I was recently helping a customer configure VMware HCX to migrate from their legacy vSphere environment to a new VxRail SDDC running VMware VCF. We had carefully followed all the prerequisites in configuring firewall rules, proxies, and routing. We were able to successfully initiate vMotions and Cold Migrations but could not achieve a successful Bulk Migration.
Numerous days of testing ports, connectivity between HCX Interconnects, ESXi hosts, and Replication networks showed nothing unusual. Successful vMotions and Cold Migrations but consistent failures with Bulk Migrations.
Migration failed
Failed to enable replication while exchanging thumbprints. Exchange thumbprint failed for serviceMeshIds [“servicemesh-xxxxxxxx-xxxx-xxxx-xxxx-xxxxxxxxxxxx”]
The issue came down to the configuration on VMkernel adaptor vmk0. VxRail configures vmk0 as a host discovery network using only IPv6 addressing. VxRail enables the ESXi Management network on this VMKernel but also provisions vmk2 as the main Management network where you will most likely be configuring an IPv4 address and connecting to your ESXi hosts.
HCX currently does not support IPv6 (as of R133). Despite vmk2 having an IPv4 address and having the Management and Replication networks enabled. HCX was still looking at vmk0, seeing only an IPv6 address, and failing Bulk Migrations.
The resolution turns out to be a relatively easy hack.
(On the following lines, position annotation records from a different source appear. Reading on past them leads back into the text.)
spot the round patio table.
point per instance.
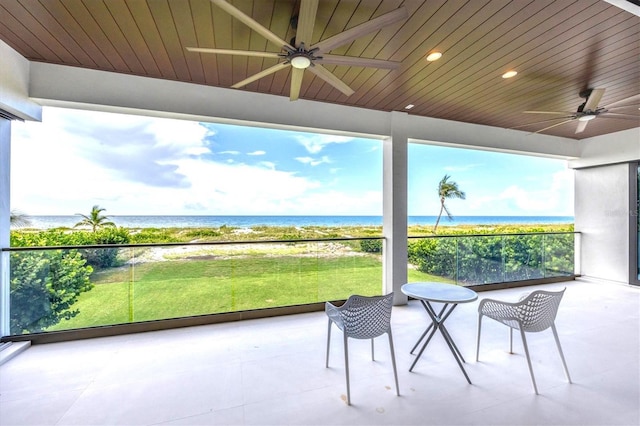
(450, 296)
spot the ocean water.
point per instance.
(47, 222)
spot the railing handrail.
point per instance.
(196, 243)
(494, 235)
(310, 240)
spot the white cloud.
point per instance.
(314, 162)
(554, 199)
(316, 143)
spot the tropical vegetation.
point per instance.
(447, 190)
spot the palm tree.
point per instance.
(18, 219)
(447, 190)
(95, 220)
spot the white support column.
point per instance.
(5, 210)
(394, 204)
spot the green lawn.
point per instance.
(181, 288)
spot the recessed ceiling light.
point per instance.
(300, 62)
(587, 117)
(434, 56)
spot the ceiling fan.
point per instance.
(300, 54)
(588, 111)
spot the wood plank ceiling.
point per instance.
(557, 47)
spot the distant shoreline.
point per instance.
(247, 222)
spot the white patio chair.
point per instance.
(534, 312)
(362, 317)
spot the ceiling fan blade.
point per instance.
(624, 103)
(620, 116)
(540, 122)
(306, 21)
(362, 29)
(326, 75)
(547, 112)
(296, 83)
(234, 52)
(581, 126)
(251, 23)
(357, 62)
(594, 99)
(550, 127)
(261, 74)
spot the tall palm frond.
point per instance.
(447, 190)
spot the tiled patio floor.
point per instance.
(271, 371)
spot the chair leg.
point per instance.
(478, 345)
(510, 340)
(328, 343)
(526, 351)
(372, 356)
(564, 363)
(393, 361)
(346, 366)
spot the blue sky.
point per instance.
(134, 165)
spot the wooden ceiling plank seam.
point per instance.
(182, 15)
(448, 69)
(612, 61)
(240, 41)
(161, 12)
(40, 31)
(336, 16)
(482, 56)
(579, 66)
(418, 67)
(150, 32)
(70, 31)
(121, 54)
(263, 13)
(123, 16)
(203, 28)
(222, 34)
(357, 48)
(113, 61)
(365, 10)
(406, 36)
(485, 57)
(22, 40)
(460, 19)
(279, 83)
(523, 61)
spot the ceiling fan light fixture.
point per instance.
(587, 117)
(300, 62)
(434, 56)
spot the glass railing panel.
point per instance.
(559, 255)
(433, 259)
(523, 257)
(60, 289)
(480, 260)
(488, 259)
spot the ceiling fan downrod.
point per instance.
(300, 58)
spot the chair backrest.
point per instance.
(366, 317)
(537, 311)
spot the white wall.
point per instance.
(602, 215)
(14, 85)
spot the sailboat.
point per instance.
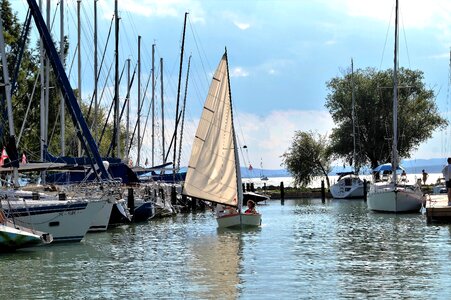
(263, 177)
(13, 236)
(349, 184)
(214, 168)
(394, 196)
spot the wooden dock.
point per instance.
(437, 209)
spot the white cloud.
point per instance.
(242, 26)
(238, 72)
(153, 8)
(268, 137)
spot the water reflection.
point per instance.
(305, 249)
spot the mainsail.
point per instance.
(213, 171)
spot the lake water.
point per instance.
(316, 182)
(305, 249)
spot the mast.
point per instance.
(116, 85)
(127, 114)
(79, 61)
(162, 108)
(153, 105)
(395, 100)
(235, 147)
(178, 97)
(8, 100)
(139, 102)
(353, 116)
(63, 109)
(41, 99)
(183, 113)
(96, 79)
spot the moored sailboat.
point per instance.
(13, 236)
(395, 196)
(214, 171)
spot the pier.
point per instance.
(437, 209)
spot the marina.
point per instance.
(135, 179)
(305, 248)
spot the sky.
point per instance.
(281, 55)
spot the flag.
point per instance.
(3, 157)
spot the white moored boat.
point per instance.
(65, 220)
(391, 194)
(348, 185)
(214, 170)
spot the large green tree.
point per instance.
(418, 115)
(307, 157)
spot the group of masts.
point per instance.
(176, 143)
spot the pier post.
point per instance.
(282, 193)
(131, 201)
(173, 195)
(365, 190)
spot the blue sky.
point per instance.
(281, 54)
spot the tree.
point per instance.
(418, 115)
(307, 157)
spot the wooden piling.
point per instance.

Placing a dummy IPv4 address in addition to the IPv6 host discovery address on vmk0 is enough to convince HCX to perform a Bulk Migration.
With vmk0 now showing an IPv4 address as the default address instead of the IPv6 Discovery address Bulk Migrations can now be successfully performed.
This is no doubt an edge case using VxRail and HCX. Most customers will be using IPv4 addressing on vmk0. But in rare situations your using a different VMKernel interface other than vmk0 for Management or only using IPv6 on vmk0 this will hopefully resolve the issue, at least temporary for HCX migrations.